[New in v23.0] The RSA Key Encapsulation Mechanism (RSA-KEM) Algorithm is a one-pass (store-and-forward) cryptographic mechanism for an originator to securely send keying material to a recipient using the recipient's RSA public key. ("KEM" stands for "key encapsulation mechanism".)
Using the RSA-KEM Algorithm with the Cryptographic Message Syntax (CMS) is described in [RFC5990bis]. It makes use of the KEMRecipientInfo structure as specified in [RFC9629] as part of a CMS OtherRecipientInfo ("ori") type.
RSA-KEM provides higher security assurance than traditional uses of the RSA algorithm (e.g.
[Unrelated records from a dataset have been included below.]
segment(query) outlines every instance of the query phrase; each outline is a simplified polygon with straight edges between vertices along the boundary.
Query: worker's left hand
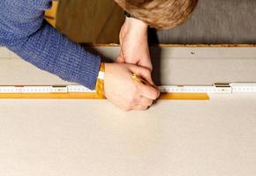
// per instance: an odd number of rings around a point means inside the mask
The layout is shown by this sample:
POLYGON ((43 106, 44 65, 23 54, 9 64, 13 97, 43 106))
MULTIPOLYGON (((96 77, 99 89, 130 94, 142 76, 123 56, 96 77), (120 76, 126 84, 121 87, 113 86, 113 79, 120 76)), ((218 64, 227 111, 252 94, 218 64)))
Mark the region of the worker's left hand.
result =
POLYGON ((147 25, 133 18, 126 18, 120 34, 121 52, 118 63, 132 63, 152 71, 147 43, 147 25))

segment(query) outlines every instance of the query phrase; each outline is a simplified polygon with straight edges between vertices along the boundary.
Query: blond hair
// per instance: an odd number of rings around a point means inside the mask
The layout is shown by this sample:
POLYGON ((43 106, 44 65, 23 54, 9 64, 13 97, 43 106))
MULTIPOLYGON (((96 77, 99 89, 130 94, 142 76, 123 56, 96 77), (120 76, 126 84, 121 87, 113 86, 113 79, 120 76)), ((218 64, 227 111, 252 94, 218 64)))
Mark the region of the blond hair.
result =
POLYGON ((149 26, 172 28, 183 23, 194 10, 198 0, 115 0, 127 12, 149 26))

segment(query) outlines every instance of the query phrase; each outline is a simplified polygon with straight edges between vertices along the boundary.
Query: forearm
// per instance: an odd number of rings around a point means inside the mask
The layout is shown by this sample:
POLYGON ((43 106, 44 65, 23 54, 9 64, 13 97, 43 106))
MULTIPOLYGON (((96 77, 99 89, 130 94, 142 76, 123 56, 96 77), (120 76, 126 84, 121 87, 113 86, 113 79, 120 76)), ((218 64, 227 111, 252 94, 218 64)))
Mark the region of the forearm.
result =
POLYGON ((48 24, 27 38, 6 44, 24 60, 43 70, 90 89, 95 86, 100 58, 71 42, 48 24))
POLYGON ((100 58, 43 21, 50 0, 1 0, 0 45, 61 78, 94 89, 100 58))

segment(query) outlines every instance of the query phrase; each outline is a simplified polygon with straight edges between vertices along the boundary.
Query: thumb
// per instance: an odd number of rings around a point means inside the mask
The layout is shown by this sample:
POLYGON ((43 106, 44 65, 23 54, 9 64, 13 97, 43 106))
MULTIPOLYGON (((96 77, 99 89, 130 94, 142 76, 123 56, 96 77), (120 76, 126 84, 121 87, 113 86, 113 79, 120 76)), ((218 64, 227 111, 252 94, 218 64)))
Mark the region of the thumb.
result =
POLYGON ((116 60, 116 62, 117 63, 124 63, 125 61, 124 61, 124 57, 118 56, 117 59, 116 60))
POLYGON ((131 70, 132 73, 144 79, 149 84, 154 85, 152 80, 151 71, 148 69, 133 65, 133 67, 131 68, 131 70))

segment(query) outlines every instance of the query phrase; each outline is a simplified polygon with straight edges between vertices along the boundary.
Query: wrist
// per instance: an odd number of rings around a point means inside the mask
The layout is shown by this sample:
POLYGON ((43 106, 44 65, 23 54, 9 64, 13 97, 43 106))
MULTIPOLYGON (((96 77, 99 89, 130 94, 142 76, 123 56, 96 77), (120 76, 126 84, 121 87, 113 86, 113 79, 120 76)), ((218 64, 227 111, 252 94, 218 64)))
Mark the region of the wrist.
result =
POLYGON ((98 77, 97 77, 97 82, 96 82, 96 98, 97 99, 103 99, 104 96, 104 78, 105 78, 105 63, 102 62, 98 77))
POLYGON ((147 33, 148 25, 144 21, 134 18, 125 18, 125 25, 127 25, 128 28, 131 30, 136 30, 139 33, 147 33))

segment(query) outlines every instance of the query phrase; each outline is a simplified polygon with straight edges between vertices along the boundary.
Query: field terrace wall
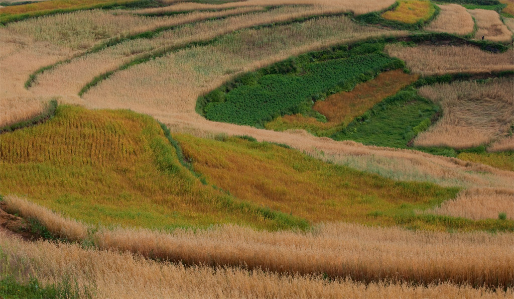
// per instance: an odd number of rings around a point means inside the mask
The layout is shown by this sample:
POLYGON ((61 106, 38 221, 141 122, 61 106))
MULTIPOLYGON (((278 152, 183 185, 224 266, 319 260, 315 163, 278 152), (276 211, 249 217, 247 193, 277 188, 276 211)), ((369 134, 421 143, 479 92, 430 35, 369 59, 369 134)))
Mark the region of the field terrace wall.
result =
POLYGON ((508 135, 514 123, 511 78, 485 83, 456 82, 419 89, 443 109, 442 118, 421 132, 414 144, 457 149, 488 145, 508 135))

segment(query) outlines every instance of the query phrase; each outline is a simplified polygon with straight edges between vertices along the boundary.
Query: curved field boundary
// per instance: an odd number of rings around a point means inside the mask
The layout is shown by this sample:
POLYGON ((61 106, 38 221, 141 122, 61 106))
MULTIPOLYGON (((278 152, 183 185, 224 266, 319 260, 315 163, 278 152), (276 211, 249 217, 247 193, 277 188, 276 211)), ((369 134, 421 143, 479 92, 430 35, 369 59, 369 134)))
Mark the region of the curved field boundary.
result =
POLYGON ((118 7, 126 8, 140 8, 155 7, 160 6, 160 3, 155 0, 104 0, 99 3, 95 3, 95 1, 90 0, 88 1, 76 1, 75 2, 77 5, 74 6, 72 2, 62 1, 56 0, 55 1, 42 2, 38 3, 32 3, 23 5, 13 6, 6 9, 4 9, 0 11, 0 24, 5 25, 12 22, 17 22, 26 20, 32 17, 37 17, 43 15, 48 15, 50 14, 56 14, 58 13, 65 13, 71 12, 78 10, 89 10, 91 9, 108 9, 118 7), (71 5, 68 4, 71 3, 71 5), (81 5, 81 2, 85 2, 83 5, 81 5), (89 3, 88 3, 88 2, 89 3), (49 5, 53 5, 57 8, 53 8, 50 7, 50 8, 46 8, 49 5), (63 8, 59 8, 60 5, 64 5, 63 8), (38 7, 42 7, 42 9, 38 10, 38 7), (27 7, 29 11, 15 13, 16 11, 24 10, 23 9, 27 7), (33 8, 35 10, 30 11, 30 8, 33 8), (9 13, 6 12, 10 10, 13 10, 15 13, 9 13))
POLYGON ((39 124, 41 124, 47 119, 53 117, 53 116, 55 115, 56 111, 57 111, 57 101, 56 100, 52 100, 50 101, 49 103, 48 103, 48 105, 45 111, 42 112, 39 115, 34 116, 32 118, 26 120, 23 120, 15 124, 8 125, 2 127, 2 128, 0 128, 0 134, 5 132, 10 132, 11 131, 14 131, 15 130, 18 130, 19 129, 22 129, 23 128, 30 127, 30 126, 34 126, 39 124))
POLYGON ((432 20, 434 20, 439 14, 439 11, 440 10, 438 6, 431 2, 430 5, 432 5, 435 10, 434 13, 426 20, 421 20, 414 24, 409 24, 398 21, 387 20, 382 16, 382 14, 384 13, 395 10, 398 7, 399 5, 399 2, 397 1, 394 4, 387 8, 382 9, 379 11, 369 12, 364 14, 361 14, 356 16, 355 19, 359 22, 370 25, 384 26, 399 30, 418 31, 422 29, 423 26, 425 25, 430 23, 432 20))
MULTIPOLYGON (((200 19, 200 20, 197 20, 196 22, 192 22, 192 23, 199 22, 204 22, 204 21, 208 21, 209 20, 215 20, 215 19, 222 19, 222 18, 224 18, 224 17, 228 17, 229 16, 235 16, 235 15, 240 15, 240 14, 246 14, 246 13, 251 13, 252 12, 255 12, 256 11, 268 11, 269 10, 270 10, 270 9, 273 9, 273 8, 274 8, 275 7, 277 7, 270 6, 270 7, 264 7, 264 8, 255 8, 254 9, 250 9, 249 10, 248 9, 247 9, 245 10, 243 12, 238 12, 234 13, 233 14, 227 14, 226 15, 223 15, 223 16, 212 16, 212 17, 205 17, 205 18, 203 18, 203 19, 200 19)), ((216 11, 215 12, 218 12, 216 11)), ((96 53, 96 52, 99 52, 99 51, 101 51, 101 50, 103 50, 103 49, 105 49, 106 48, 107 48, 108 47, 112 47, 112 46, 115 46, 115 45, 117 45, 118 44, 120 44, 120 43, 122 43, 122 42, 123 42, 124 41, 128 41, 128 40, 134 40, 134 39, 140 39, 140 38, 151 38, 152 37, 155 36, 159 34, 159 33, 160 33, 160 32, 161 32, 162 31, 168 30, 172 30, 172 29, 174 29, 175 28, 177 28, 178 26, 184 26, 184 25, 185 25, 186 24, 192 24, 192 23, 191 23, 191 22, 190 22, 190 23, 182 23, 182 24, 175 24, 175 25, 170 25, 170 26, 163 26, 163 27, 159 27, 159 28, 157 28, 156 29, 155 29, 152 30, 149 30, 149 31, 144 31, 144 32, 138 32, 138 33, 134 33, 134 34, 130 34, 130 35, 128 35, 128 36, 124 36, 124 37, 115 37, 115 38, 112 38, 112 39, 109 39, 109 40, 108 40, 107 41, 101 43, 99 44, 98 45, 97 45, 96 46, 95 46, 94 47, 93 47, 91 49, 90 49, 89 50, 87 50, 87 51, 86 51, 85 52, 82 52, 82 53, 80 53, 80 54, 78 54, 77 55, 75 55, 75 56, 73 56, 72 57, 71 57, 70 58, 69 58, 68 59, 66 59, 65 60, 62 60, 62 61, 59 61, 59 62, 57 62, 56 63, 54 63, 53 64, 50 64, 49 65, 47 65, 47 66, 43 66, 43 67, 42 67, 38 69, 37 71, 36 71, 35 72, 34 72, 32 74, 30 74, 30 75, 29 76, 28 79, 26 81, 25 81, 25 87, 26 89, 28 89, 29 88, 30 88, 30 87, 31 87, 32 84, 34 83, 34 82, 35 81, 35 80, 37 78, 38 76, 39 76, 39 75, 42 74, 43 73, 45 72, 45 71, 48 71, 49 69, 52 69, 52 68, 56 67, 56 66, 57 66, 58 65, 60 65, 61 64, 66 64, 66 63, 69 63, 70 61, 71 61, 72 60, 73 60, 75 59, 76 59, 76 58, 78 58, 84 56, 85 55, 87 55, 88 54, 93 54, 93 53, 96 53)))
MULTIPOLYGON (((287 25, 289 25, 289 24, 293 24, 293 23, 303 23, 303 22, 306 22, 306 21, 309 21, 309 20, 311 20, 318 19, 320 19, 320 18, 322 18, 322 17, 326 17, 326 16, 340 16, 340 15, 348 15, 348 14, 349 14, 349 13, 347 13, 347 12, 340 12, 340 13, 325 13, 325 14, 320 14, 320 15, 313 15, 313 16, 307 16, 307 17, 303 17, 297 18, 297 19, 293 19, 293 20, 290 20, 290 21, 284 21, 284 22, 274 22, 274 23, 272 23, 271 24, 262 24, 262 25, 255 25, 255 26, 251 26, 251 27, 246 27, 246 28, 243 28, 243 29, 259 29, 263 28, 266 28, 266 27, 274 27, 274 26, 277 26, 287 25)), ((234 32, 236 32, 236 31, 234 31, 234 32)), ((189 43, 189 44, 187 44, 184 45, 181 45, 181 46, 179 46, 171 47, 170 48, 166 48, 166 49, 162 49, 162 50, 160 50, 157 51, 156 51, 156 52, 155 52, 154 53, 151 53, 151 54, 147 54, 146 55, 144 55, 142 57, 134 59, 134 60, 133 60, 132 61, 130 61, 130 62, 129 62, 128 63, 125 63, 125 64, 124 64, 120 66, 119 67, 118 67, 116 69, 115 69, 114 71, 109 71, 109 72, 107 72, 104 73, 104 74, 97 76, 96 78, 95 78, 95 79, 94 79, 90 82, 89 82, 89 83, 88 83, 87 84, 86 84, 81 90, 80 92, 79 93, 79 95, 80 96, 82 96, 84 94, 85 94, 86 92, 87 92, 87 91, 89 91, 91 87, 94 87, 95 86, 96 86, 96 85, 97 85, 99 83, 100 83, 102 81, 103 81, 104 80, 105 80, 106 79, 109 78, 109 77, 110 76, 111 76, 112 75, 113 75, 113 74, 114 74, 114 73, 116 73, 117 72, 119 72, 119 71, 123 71, 123 70, 124 70, 124 69, 126 69, 128 68, 129 67, 130 67, 133 66, 133 65, 137 65, 137 64, 141 64, 141 63, 143 63, 146 62, 147 61, 150 61, 150 60, 151 60, 152 59, 154 59, 155 58, 158 58, 159 57, 162 57, 163 56, 165 56, 166 55, 167 55, 168 54, 169 54, 170 53, 172 53, 173 52, 178 51, 179 51, 180 50, 182 50, 182 49, 187 49, 188 48, 191 48, 191 47, 195 47, 195 46, 205 46, 205 45, 209 45, 209 44, 213 44, 213 43, 216 42, 217 41, 218 41, 222 37, 224 37, 224 36, 225 36, 226 35, 228 35, 228 34, 232 34, 233 33, 234 33, 234 32, 230 32, 229 33, 227 33, 227 34, 223 34, 223 35, 221 35, 221 36, 218 36, 217 37, 215 37, 215 38, 214 38, 213 39, 211 39, 210 40, 205 40, 205 41, 197 41, 197 42, 192 42, 192 43, 189 43)))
RSAES-PKCS1-v1_5) because the input to the underlying RSA operation is a random integer without any structure that can be exploited, and the input is independent of the keying data so the result of the RSA decryption operation is not directly available to an adversary.
This Toolkit supports RSA-KEM using KEMRecipientInfo with key derivation functions KDF2, KDF3 and HKDF; key-wrap algorithms aes*-wrap (where * is 128, 192 or 256) and hash functions SHA-* (where * is 256, 384 or 512). To use, call CMS_MakeEnvData with the option flag PKI_CMS_RSA_KEM. The default options are KDF3 with aes128-wrap and SHA-256. Triple-DES and SHA-1 are not supported for this implementation of RSA-KEM.